Later this month, instead of converting the world, part of the Amazonia agenda is to REVERT the Church—back to Mother Nature.
As a possible portend for the future, this degree of accompaniment/ accommodation is almost Islamic. . . Mohammed adopted earlier pagan practices directly into his SYNCRETIC religion (incidentally: to be categorically distinguished from the Christian “Faith”). Co-opted were such pagan features as the earlier warrior code (jihad), plunder, and pilgrimage to the (usurped) Ka’ba in Mecca. Likewise, he adopted the Judeo-Christian practices of prayer, alms (three more of the “five pillars of Islam”).

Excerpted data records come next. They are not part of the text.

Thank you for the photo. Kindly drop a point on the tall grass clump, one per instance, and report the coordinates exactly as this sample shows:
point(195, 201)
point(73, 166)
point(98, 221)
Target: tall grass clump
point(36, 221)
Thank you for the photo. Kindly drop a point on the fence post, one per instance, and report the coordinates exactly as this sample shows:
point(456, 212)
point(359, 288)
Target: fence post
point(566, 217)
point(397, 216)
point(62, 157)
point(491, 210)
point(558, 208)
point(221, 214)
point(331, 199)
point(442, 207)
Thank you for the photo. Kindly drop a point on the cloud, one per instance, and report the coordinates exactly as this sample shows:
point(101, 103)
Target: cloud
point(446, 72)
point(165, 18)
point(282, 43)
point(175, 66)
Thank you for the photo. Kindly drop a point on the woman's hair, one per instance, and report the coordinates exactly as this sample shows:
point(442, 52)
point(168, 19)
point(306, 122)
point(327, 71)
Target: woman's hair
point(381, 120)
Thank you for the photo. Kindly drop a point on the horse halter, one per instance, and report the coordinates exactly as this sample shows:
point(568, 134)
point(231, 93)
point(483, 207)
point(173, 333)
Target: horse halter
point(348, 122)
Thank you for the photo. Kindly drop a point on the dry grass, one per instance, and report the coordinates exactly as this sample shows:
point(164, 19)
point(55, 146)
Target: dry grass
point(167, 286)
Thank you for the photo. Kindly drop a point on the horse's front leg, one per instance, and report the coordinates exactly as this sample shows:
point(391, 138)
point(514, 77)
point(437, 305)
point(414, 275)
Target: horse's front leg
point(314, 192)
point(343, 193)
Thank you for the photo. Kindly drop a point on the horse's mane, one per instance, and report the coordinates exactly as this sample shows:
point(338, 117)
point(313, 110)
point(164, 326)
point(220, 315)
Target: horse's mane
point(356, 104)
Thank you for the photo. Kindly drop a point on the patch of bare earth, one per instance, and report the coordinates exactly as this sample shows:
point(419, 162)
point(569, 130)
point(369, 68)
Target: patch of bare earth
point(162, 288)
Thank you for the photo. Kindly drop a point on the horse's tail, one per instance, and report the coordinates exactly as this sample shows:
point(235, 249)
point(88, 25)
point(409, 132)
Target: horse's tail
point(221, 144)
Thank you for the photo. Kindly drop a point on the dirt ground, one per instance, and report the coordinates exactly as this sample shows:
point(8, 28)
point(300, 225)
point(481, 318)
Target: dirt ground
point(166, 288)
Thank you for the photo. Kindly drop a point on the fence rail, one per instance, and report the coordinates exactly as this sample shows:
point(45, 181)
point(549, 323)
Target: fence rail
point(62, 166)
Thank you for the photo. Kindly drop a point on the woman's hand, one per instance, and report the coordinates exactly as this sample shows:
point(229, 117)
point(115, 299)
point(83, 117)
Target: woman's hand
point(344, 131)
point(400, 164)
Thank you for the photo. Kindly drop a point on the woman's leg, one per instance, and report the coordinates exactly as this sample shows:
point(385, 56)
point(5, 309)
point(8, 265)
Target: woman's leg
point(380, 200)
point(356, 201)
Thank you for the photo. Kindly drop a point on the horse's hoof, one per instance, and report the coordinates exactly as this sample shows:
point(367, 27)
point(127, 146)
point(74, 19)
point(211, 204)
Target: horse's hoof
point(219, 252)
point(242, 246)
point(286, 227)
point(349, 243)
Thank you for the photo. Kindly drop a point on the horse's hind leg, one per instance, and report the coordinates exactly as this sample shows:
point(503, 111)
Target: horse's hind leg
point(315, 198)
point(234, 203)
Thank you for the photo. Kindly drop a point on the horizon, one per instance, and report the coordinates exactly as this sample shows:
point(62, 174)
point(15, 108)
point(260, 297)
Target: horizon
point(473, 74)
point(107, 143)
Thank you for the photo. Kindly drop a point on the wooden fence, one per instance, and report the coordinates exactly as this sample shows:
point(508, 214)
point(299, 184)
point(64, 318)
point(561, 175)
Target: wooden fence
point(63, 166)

For the record, parallels of such GRAFTING-ON are to found in early Christian history as well—e.g., adoption of the Roman civil basilica as a Church form in the West. And a few centuries later (601 A.D.) Pope Gregory even instructed that pagan temples in Britain could be cleansed of their pagan idols and dedicated and used for Christian worship (Bede the Venerable, History of the English Church and People). The calendar for Christian holy-days, too, sometimes might have replaced pagan ceremonials—-the exact date for Christmas falls on December 25, previously the solar feast of the Unconquered Sun celebrated throughout the Mediterranean world (“…the early Fathers transmuted heathen revelry into Christian joy,” writes Frederich Wilhelmsen, in his Citizen of Rome).
But now, we are dallying with reversion RATHER THAN conversion. . .
In addition to the totems of Amazonia, the ghosts of early Germania are also in play. Amazonia: co-opted as a proxy skirmish for Cardinal Marx’s larger agenda—-a polyglot/nationwide/tribal synod in Germania, now jousting with Rome as to who speaks for the historical and ecumenical/Catholic Church.